Of the 320 honeypots that were positioned all around the world, it took some sites to be compromised within minutes while 80% were compromised within 24 hours. Above all, none lasted longer than a week. All had been compromised.

During the test Secure shell was the most attacked application which is a network protocol that allows two machines to communicate over an open network. On average each SSH honeypot was compromised 26 times a day. In just a single day, the most attacked honeypot was compromised 169 times.

Meanwhile, 96% of the 80 Postgres honeypots were compromised by the same attacker it a minute and a half.

Jay Chen, the principal cloud security researcher at Palo Alto Networks says, “the speed of vulnerability management is usually measured in days or months.” So, the compromise of the honeypots within minutes was very concerning and shocking. And demonstrates the “risk of insecurely exposed services.”

Most importantly, the lesson learnt from this test reiterates that exposed or poorly configured cloud services are tempting for cybercriminals.
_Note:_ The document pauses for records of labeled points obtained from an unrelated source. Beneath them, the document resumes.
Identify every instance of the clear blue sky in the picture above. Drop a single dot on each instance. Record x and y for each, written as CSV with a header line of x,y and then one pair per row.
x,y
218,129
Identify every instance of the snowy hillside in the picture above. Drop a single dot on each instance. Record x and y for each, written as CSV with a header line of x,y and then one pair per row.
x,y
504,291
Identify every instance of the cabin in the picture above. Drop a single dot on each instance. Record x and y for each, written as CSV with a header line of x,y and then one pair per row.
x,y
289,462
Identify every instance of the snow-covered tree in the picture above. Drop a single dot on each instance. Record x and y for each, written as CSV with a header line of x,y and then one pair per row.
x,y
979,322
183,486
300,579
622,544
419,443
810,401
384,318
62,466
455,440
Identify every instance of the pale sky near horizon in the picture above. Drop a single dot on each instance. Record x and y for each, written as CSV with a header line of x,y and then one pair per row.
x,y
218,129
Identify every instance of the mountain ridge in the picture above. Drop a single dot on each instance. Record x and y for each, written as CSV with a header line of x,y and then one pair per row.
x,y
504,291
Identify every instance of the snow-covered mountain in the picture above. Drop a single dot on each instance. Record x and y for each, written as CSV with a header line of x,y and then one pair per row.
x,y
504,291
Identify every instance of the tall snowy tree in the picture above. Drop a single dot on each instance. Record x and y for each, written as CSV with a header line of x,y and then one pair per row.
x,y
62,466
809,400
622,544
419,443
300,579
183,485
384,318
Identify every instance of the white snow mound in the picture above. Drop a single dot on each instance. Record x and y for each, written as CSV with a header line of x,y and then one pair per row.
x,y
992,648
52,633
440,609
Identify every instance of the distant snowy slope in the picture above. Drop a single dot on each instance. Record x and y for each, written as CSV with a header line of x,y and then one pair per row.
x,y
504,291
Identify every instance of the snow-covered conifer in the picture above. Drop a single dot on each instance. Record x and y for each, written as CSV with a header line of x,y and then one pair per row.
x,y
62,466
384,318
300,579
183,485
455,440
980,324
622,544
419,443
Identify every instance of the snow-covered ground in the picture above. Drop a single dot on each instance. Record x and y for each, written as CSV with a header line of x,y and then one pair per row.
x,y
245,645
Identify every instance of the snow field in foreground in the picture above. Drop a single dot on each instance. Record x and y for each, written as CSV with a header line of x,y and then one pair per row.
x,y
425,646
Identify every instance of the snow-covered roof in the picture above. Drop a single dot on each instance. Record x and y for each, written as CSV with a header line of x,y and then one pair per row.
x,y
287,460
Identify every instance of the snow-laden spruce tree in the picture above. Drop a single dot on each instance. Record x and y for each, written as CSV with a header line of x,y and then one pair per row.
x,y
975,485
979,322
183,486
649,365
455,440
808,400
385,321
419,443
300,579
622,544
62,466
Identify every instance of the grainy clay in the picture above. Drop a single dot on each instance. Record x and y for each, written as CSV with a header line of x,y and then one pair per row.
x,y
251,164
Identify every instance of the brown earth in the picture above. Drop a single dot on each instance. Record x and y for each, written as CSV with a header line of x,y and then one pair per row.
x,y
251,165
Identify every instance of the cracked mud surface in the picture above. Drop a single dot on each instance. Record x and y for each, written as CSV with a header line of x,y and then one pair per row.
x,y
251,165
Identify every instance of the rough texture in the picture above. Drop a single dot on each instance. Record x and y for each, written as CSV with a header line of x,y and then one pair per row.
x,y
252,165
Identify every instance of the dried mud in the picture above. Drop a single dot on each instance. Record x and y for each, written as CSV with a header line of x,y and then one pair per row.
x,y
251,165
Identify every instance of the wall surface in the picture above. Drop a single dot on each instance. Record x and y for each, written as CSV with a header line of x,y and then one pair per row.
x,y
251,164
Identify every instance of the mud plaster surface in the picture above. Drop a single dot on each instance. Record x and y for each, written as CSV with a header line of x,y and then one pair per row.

And they’ll exploit exposed cloud services to gain initial access to the victim’s network. The criminals will encrypt as much as possible and then demand a ransom payment in exchange for the decryption key.

As a way to conduct espionage, steal data, or deploy malware without detection nation state-backed hacking groups are also known to target vulnerabilities in cloud services.

So, we can ascertain from the test that it doesn’t take long for cyber criminals to find exposed internet-facing systems. Chen says that “attackers can find and attack it in just a few minutes” when they see vulnerable service is exposed to the internet. As most of these internet-facing services are connected to some other cloud workloads, any breached service can potentially lead to the compromise of the entire cloud environment, he explains.” 

 As a result, organisation must ensure they take some necessary precautions to secure accounts used to access cloud services. Such as:

The cloud security test by researchers has reiterated the importance of mitigating and patching security issues quickly. If there is one thing, we have learnt attackers take only a few minutes to discover and compromise a service. In other words, there’s no room for any margin of error when we are talking about the quick fix of misconfigured cloud services.